Let's take a closer look at the important stuff within Alice's sketch:

language:c
//Let's create a digital signature!
atecc.createSignature(message); // by default, this uses the private key securely stored and locked in slot 0.

// Now let's send the message to Bob.
// this will include three things:
// (1) start header ("$$$") ASCII "$" = 0x24 HEX
// (2) message (32 bytes)
// (3) signature (64 bytes)

// start header
Serial1.print("$$$");

// message
// note, we use "Serial.write" because we are sending bytes of data (not characters)
for (int i = 0; i < sizeof(message) ; i++) Serial1.write(message[i]);

// signature
// Note, in Example4_Alice we are printing the signature we JUST created,
// and it lives inside the library as a public array called "atecc.signature"
for (int i = 0; i < sizeof(atecc.signature) ; i++) Serial1.write(atecc.signature[i]);

At the top of this code block, you can see she is using atecc.createSignature(message), just like in Example2_sign.

Then Alice sends everything to Bob, including a start "header" ($$$).

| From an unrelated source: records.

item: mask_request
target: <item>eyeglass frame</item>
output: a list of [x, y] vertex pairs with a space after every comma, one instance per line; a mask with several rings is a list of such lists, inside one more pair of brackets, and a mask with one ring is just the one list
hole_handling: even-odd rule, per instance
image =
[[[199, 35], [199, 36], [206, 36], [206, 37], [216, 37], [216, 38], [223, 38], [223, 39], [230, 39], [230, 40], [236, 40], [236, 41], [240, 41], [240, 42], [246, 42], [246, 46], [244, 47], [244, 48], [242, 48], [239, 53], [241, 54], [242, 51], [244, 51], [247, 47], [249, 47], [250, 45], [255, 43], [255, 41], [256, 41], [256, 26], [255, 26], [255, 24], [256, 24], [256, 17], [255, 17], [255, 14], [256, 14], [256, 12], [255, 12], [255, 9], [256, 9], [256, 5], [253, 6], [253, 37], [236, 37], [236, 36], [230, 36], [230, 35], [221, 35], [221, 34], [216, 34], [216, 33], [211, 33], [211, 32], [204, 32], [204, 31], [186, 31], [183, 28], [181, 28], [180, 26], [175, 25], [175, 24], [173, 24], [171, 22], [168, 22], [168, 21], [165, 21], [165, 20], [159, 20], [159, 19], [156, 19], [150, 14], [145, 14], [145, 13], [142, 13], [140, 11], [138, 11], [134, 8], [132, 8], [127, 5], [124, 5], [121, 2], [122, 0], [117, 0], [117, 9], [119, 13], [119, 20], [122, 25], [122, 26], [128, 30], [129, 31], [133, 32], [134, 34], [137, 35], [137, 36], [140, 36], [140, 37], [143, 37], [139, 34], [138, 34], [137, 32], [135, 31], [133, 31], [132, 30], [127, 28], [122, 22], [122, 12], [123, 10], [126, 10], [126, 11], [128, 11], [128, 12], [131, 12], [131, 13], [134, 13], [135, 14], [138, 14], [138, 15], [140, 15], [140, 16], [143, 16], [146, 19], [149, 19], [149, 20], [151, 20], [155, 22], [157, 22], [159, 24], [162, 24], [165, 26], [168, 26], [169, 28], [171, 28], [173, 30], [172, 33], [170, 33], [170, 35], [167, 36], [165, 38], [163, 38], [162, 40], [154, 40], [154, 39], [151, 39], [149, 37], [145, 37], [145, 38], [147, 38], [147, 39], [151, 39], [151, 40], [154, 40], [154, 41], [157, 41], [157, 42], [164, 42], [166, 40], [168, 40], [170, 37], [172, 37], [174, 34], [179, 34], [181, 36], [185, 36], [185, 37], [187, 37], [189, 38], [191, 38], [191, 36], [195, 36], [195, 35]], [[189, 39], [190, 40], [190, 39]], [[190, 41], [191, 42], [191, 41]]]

This is simply used to avoid errors during transmission and helps ensure that Bob hears the entire message.

One important thing to note is that when Alice sends her message and signature to Bob, she uses the Serial1.write() function, because she is sending data (not ASCII characters).

Now let's take a closer look at the important stuff in Example4_Bob.ino. Bob's sketch is actually quite similar to Example3_Verify.ino, although he receives the message and signature on his RX1 pin.

language:c
// Delete this "blank" public key,
// copy/paste Alice's true unique public key from her terminal printout in Example4_Alice.

uint8_t AlicesPublicKey[64] = {
0xB4, 0x07, 0x88, 0x28, 0x8C, 0xFA, 0x71, 0xBA, 0x08, 0xE3, 0x38, 0xE0, 0x4A, 0x17, 0x68, 0xCC, 
0x3E, 0xCD, 0x48, 0xA8, 0x11, 0x52, 0xDD, 0x37, 0xA1, 0xC2, 0x55, 0x75, 0x81, 0xBE, 0x4E, 0x7E, 
0x78, 0x98, 0x95, 0xF6, 0x6D, 0xE7, 0x1C, 0x9A, 0x36, 0xE6, 0xB0, 0x14, 0x5D, 0x50, 0x67, 0x91, 
0x7C, 0x41, 0xB8, 0x99, 0x20, 0x75, 0x3A, 0x7D, 0xA1, 0xFB, 0xF5, 0x5E, 0x8A, 0x65, 0xF5, 0x8A
};

At the top, you need to copy in Alice's public key. Bob will need this to verify any messages and signatures he receives. Note, yours will be different than what I'm showing above.

language:c
void loop()
{
  if (Serial1.available() > 0) // listen on Serial1
  {
    // check for start header
    byte input = Serial1.read();
    //Serial.print(input, HEX);
    if (input == '$') headerCount++;
    if (headerCount == 3)
    {
      delay(100); // wait for entire message to come into Serial1 buffer (96 bytes at 9600 baud).

      headerCount = 0; // reset
      Serial.println("Message Received!");
      Serial.println();

      for (int bytes = 0 ; bytes < 32 ; bytes++) message[bytes] = Serial1.read();

      for (int bytes = 0 ; bytes < 64 ; bytes++) signature[bytes] = Serial1.read();

      printMessage();

      printSignature();

      // Let's verirfy!
      if (atecc.verifySignature(message, signature, AlicesPublicKey)) Serial.println("Success! Signature Verified.");
      else Serial.println("Verification failure.");
    }
  }
}

Above, we have Bob's entire loop(). He is listening for incoming data on his RX1 pin. If he hears the expected $$$, then he starts reading in the message and the signature, storing them in variables for later use.

Then Bob uses the atecc.verifySignature() function to see if everything is authentic. Note his third argument to this function - he is using AlicesPublicKey!